Reductions in funding or law-imposed restrictions can shape where development happens, who has access to frontier-scale compute, and how models are deployed, but they cannot erase the underlying race. At best, regulation changes the terrain; it does not remove the incentive to build. A revolution overthrowing big tech isn't going to fix anything. Any smart individual is now equipped with the knowledge and resources to run LLMs locally. Reductions in funding would only lead to revision and development of cheaper models.

The entire AI industry is built on assumptions and certain brittle, excessive architecture, each of which will be scrutinised and broken to produce cheaper, better models if and when the copious amounts of money being thrown at this runs dry. If Artificial intelligence truly is the path to superintelligence, no revolution, of whatever magnitude, could fix it. In trying to destroy AI development outright, we risk building the very thing we claim to fear: a world where access to the most significant scientific tools of the century is controlled by another nation's elite. This is not nihilism or a "we're all doomed" manifesto, I do not believe so. I do believe attacking another human being because you disagree with him or are scared of what he's building, is inhuman. The real path to safety against AI is thorough implementation of protocol, guardrails and architecture around the AI that does end up being developed. This could be in many forms, better harnesses, governance architecture, better training data, even better infra like impenetrable sandboxes.

The problem with "PauseAI" is not that safety advocates are stupid. It is that a pause aimed only at frontier labs does not automatically pause the incentive structure, the global competition, or the open-source diffusion already underway. A pause can buy time, but only if that time is used to build enforceable safety architecture: compute governance, deployment rules, evals, liability, sandboxing, and control systems.

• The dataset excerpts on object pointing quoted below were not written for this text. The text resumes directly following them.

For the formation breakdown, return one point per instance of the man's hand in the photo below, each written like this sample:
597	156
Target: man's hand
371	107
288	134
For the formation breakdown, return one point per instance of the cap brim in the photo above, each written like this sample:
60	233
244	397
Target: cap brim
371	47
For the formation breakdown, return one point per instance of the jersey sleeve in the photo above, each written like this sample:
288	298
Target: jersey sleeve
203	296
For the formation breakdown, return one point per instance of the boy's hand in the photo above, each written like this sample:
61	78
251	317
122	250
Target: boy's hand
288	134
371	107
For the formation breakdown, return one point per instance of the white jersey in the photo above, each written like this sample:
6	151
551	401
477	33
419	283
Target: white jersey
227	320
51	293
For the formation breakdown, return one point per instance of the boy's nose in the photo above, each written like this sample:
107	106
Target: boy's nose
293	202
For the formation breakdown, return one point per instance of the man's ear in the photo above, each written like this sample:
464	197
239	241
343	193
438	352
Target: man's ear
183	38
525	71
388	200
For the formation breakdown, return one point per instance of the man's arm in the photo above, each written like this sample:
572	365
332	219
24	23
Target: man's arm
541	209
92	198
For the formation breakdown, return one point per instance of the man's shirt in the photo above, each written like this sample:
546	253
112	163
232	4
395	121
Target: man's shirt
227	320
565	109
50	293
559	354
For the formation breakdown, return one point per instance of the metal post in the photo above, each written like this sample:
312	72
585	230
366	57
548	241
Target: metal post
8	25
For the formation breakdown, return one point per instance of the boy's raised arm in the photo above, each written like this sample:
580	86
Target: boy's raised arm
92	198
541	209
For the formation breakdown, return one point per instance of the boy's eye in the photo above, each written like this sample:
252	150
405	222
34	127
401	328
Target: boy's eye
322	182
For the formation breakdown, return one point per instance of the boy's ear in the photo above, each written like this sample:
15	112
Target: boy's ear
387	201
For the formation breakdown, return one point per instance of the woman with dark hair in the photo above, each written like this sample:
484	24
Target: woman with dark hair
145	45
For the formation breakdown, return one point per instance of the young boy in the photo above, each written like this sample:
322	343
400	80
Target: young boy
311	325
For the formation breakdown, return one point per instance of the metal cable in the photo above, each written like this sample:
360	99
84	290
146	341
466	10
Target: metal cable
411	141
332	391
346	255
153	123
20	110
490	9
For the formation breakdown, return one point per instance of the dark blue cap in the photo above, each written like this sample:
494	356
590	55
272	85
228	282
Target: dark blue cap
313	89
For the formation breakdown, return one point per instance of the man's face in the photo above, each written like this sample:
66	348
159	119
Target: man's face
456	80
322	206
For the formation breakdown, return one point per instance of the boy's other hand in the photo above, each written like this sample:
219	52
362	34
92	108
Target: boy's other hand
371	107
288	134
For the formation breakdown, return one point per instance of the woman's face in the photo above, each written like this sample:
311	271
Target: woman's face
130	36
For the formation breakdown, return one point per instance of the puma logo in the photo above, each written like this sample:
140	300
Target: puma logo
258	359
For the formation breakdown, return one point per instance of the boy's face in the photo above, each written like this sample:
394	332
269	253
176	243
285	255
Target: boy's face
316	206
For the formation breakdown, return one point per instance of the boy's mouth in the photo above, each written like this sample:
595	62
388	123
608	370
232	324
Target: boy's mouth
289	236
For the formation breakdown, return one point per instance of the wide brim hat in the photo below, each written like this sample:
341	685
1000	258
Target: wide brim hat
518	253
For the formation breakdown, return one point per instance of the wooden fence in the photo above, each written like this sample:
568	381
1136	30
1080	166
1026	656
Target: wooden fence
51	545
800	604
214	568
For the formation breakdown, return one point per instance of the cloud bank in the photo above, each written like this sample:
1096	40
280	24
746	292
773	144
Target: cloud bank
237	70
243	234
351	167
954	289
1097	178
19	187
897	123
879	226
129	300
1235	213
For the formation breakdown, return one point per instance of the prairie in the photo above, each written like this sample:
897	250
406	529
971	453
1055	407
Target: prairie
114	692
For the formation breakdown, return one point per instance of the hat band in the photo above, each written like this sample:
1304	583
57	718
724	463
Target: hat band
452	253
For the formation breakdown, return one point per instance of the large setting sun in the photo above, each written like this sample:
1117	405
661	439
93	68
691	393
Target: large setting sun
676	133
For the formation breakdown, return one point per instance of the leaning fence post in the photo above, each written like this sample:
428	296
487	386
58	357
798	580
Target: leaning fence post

People like to bring up nuclear weapons, stating MAD -- Mutually Assured Destruction -- as a pro AI safety argument. I personally disagree with this sentiment, because MAD has one key part that makes it function as a treaty. "Assured" destruction is very different from the possibility of destruction. MAD also only applies when the risk is mutual. If one country restricts itself while another keeps building, the result is not mutual restraint; it is an asymmetry where the side that does not pause accumulates leverage. That is the risk of a PauseAI approach that is not globally enforceable: it may move development elsewhere rather than stopping it. We as a species do not tend to step back in the face of a very real possibility of extinction, unless we know for sure it will be the end.

Think about the first ships launched into space. There was obvious controversy: extra-terrestrial viruses or entities could possibly wreak havoc on Earth. Did this possibility stop NASA? We set up safeguards we deemed sufficient and launched toward the moon. There's nuance in that decision -- the lack of atmosphere in outer space made it lower-stakes -- but the core truth remains, we reach into darkness willingly, and we build safeguards to manage what we find.

That is the actual choice in front of us. Not acceleration versus safety, but reckless acceleration versus governed acceleration. The Basilisk is not some future model waiting to punish us. The Basilisk is the race itself: the incentive structure that makes stopping extraordinarily difficult and makes architecture, governance, and control the only realistic frontier.